Lummi fishers were incensed at the Atlantic salmon intruding in home waters of native Washington Pacific salmon. “It’s a devastation,” said Ellie Kinley, whose family has fished Puget Sound for generations. “We don’t want those fish preying on our baby salmon. And we don’t want them getting up in the rivers.”

“I wouldn’t call them healthy. They have weird little deformations on their faces,” said Lucas Kinley, who for the past two days has caught a few of these fish as he set out a seine net for wild Northwest salmon.

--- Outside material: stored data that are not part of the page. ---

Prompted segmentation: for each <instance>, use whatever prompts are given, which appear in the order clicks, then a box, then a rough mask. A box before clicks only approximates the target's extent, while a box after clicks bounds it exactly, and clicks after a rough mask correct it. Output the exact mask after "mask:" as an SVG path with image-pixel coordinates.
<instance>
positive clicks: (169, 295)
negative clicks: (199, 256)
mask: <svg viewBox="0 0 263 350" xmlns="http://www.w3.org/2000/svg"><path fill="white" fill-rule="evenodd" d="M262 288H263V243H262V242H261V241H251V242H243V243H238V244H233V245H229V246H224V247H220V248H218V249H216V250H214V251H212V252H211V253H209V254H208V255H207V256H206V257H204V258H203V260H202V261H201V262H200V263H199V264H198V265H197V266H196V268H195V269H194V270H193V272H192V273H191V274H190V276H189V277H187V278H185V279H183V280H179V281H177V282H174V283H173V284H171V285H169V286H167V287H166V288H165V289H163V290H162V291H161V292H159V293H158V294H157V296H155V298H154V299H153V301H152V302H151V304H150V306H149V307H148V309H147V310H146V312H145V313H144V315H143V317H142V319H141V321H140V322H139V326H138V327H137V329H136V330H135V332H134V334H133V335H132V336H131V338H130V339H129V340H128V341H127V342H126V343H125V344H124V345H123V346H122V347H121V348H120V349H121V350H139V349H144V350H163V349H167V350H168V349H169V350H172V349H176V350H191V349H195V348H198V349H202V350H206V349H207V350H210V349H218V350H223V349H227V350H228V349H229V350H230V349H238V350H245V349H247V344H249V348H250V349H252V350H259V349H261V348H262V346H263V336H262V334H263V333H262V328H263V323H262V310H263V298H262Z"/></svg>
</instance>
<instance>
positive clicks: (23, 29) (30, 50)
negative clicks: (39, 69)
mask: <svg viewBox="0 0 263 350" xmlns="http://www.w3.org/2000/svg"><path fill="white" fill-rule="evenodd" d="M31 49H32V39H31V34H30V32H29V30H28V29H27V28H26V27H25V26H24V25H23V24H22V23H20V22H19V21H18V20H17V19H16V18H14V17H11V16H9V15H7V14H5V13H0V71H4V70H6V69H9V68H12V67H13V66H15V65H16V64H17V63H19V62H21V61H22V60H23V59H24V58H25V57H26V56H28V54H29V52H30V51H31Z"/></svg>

G.I. James, a member of the Lummi Natural Resources staff and fish commission, said Pacific salmon face enough trouble as it is without dueling with invaders in their home waters. “It is potentially a disease issue, and impact on our fish, as dire a shape as they are in, right now any impact to them is difficult to absorb.”

Warren, of the WDFW, also is concerned about potential impacts on wild stocks.

The department is urging recreational fishers to get as many of the Atlantic salmon as possible. A valid fishing license is needed, but the fish don’t need to be recorded on fish tickets and there are no bag limits. Buyers may also legally buy the Atlantics from commercial and tribal fishers, Warren said.

“Catch as many as you want,” he said. “We don’t want anything competing with our natural populations. We have never seen a successful crossbreeding with Atlantic salmon, but we don’t want to test the theory.”

He said the fish were placed in the pens in May 2016 and treated for yellow mouth, a bacterial infection, in July 2016. He said the fish that escaped are believed to be healthy and disease-free. “We have no concerns about disease at this point.”

Penalties for the escape are being evaluated, Warren said.